All through that painful week I kept in mind that there were two little bundles of joy around the corner that would be mine at the end of this sadness, two new little lives to love and nurture. No one ever takes the place of a companion animal who dies; but in this world of ferals and strays, I’ve realized, there will always be another cat, another dog, a kitten or puppy coming my way, as long as I’m alive. The timing this time could not have been more perfect. As sad as I was I’m now happy.
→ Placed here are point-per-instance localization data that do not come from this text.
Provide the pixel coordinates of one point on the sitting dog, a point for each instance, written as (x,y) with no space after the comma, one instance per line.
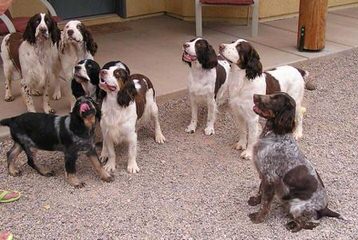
(70,134)
(247,79)
(86,79)
(283,169)
(33,58)
(128,99)
(207,81)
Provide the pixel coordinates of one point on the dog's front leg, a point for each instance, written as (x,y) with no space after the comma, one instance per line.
(194,115)
(108,154)
(46,98)
(104,175)
(70,169)
(26,93)
(132,154)
(212,110)
(256,200)
(253,133)
(268,192)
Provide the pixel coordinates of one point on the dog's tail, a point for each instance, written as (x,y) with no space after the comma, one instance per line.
(309,85)
(326,212)
(6,122)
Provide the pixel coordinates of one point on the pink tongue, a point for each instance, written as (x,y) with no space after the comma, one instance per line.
(84,107)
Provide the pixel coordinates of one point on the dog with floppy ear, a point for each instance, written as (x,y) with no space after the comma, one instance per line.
(283,169)
(76,44)
(32,57)
(207,81)
(70,134)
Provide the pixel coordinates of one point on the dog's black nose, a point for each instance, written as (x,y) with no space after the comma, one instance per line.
(70,32)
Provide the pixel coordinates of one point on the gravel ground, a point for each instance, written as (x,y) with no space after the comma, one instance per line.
(195,187)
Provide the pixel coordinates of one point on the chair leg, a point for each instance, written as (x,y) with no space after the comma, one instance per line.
(198,19)
(255,19)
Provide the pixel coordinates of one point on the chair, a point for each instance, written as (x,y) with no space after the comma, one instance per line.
(254,4)
(18,24)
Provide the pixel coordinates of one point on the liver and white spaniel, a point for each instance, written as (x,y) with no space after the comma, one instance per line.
(207,81)
(247,79)
(283,169)
(32,57)
(76,44)
(129,99)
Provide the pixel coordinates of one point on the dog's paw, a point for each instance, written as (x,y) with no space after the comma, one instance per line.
(293,226)
(256,217)
(133,168)
(209,131)
(191,128)
(240,145)
(56,95)
(254,200)
(247,155)
(9,98)
(34,92)
(159,138)
(110,166)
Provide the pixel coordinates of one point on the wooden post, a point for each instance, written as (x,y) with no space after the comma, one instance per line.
(312,25)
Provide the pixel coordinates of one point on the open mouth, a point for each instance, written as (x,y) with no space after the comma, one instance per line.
(103,84)
(187,57)
(80,78)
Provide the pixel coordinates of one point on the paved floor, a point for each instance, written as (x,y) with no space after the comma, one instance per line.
(152,46)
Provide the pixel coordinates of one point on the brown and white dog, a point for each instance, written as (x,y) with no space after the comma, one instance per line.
(76,44)
(32,57)
(129,99)
(207,81)
(247,79)
(283,169)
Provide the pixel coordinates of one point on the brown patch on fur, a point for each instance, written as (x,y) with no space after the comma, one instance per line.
(140,98)
(90,121)
(220,78)
(13,44)
(300,182)
(272,84)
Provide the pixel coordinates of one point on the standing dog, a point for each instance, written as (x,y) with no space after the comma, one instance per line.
(207,81)
(247,79)
(76,44)
(32,56)
(70,134)
(283,169)
(129,99)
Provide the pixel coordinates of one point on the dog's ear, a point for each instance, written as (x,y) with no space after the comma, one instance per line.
(206,55)
(284,121)
(91,45)
(127,94)
(249,60)
(55,32)
(29,33)
(98,110)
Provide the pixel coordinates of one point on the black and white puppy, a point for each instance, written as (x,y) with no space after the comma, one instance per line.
(86,79)
(70,134)
(76,44)
(32,57)
(129,99)
(283,169)
(207,81)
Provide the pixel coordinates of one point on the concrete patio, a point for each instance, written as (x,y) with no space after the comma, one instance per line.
(152,46)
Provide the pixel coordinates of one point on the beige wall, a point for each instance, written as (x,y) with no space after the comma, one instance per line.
(185,8)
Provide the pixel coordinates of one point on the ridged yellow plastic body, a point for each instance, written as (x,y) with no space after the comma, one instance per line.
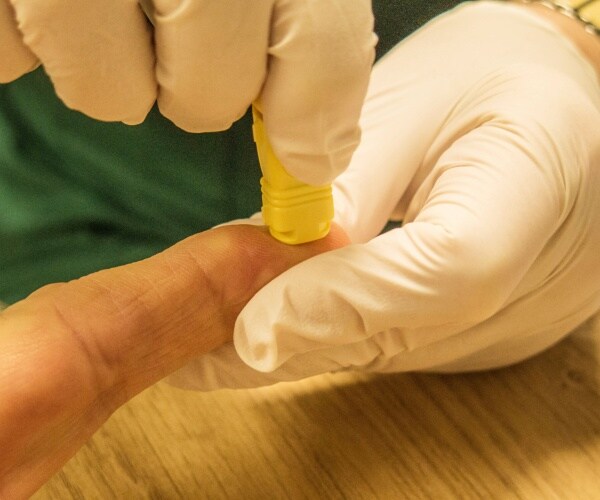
(295,212)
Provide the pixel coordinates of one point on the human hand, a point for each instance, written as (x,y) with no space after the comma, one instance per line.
(480,132)
(204,63)
(72,353)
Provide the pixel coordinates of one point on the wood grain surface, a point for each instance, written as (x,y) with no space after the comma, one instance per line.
(530,431)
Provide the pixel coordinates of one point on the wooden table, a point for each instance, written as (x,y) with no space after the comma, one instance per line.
(530,431)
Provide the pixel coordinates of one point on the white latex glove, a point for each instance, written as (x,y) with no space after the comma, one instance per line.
(308,60)
(482,133)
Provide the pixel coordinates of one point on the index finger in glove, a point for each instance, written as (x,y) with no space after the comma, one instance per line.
(99,55)
(16,58)
(310,58)
(321,55)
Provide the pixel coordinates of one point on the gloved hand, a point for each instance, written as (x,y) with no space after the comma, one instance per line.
(309,61)
(480,133)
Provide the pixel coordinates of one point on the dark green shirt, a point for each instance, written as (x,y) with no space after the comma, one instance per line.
(77,195)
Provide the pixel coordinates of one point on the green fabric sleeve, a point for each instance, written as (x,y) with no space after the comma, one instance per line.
(77,195)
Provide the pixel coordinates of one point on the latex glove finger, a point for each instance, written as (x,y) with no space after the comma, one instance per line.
(16,58)
(99,55)
(311,60)
(493,230)
(462,145)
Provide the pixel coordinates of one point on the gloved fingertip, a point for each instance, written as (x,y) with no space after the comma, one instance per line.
(261,355)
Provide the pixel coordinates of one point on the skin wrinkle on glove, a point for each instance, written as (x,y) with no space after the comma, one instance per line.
(486,175)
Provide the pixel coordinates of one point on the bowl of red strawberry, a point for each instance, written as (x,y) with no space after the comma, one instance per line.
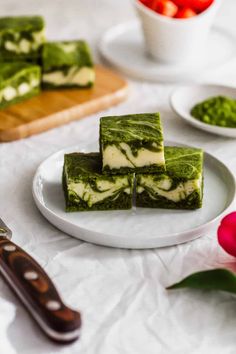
(176,31)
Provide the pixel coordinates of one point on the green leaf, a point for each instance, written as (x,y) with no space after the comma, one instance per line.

Benito, who stayed at home with Mama (once and again called Shelley now that her Heidi Ho days are over).
While I am already enjoying and look forward to years ahead of me inhabiting life with the two new kittens, I’m still unpacking the shocking death of Brat Farrar. Reflections on all that the many facets of the little orange kitten, iCat, Ferrari, Brat Favre, Culvert Kitty, Puma, the complicated cat, brought to the past eleven years of life will continue to churn and settle for some time to come.

The good little traveler: Brat Farrar on his way home from Virginia with me in the Mothership, spring 2005, on the River Road from Moab.

A decade later, last April in the house that matched him. Rest in peace, little one, under the apricot tree.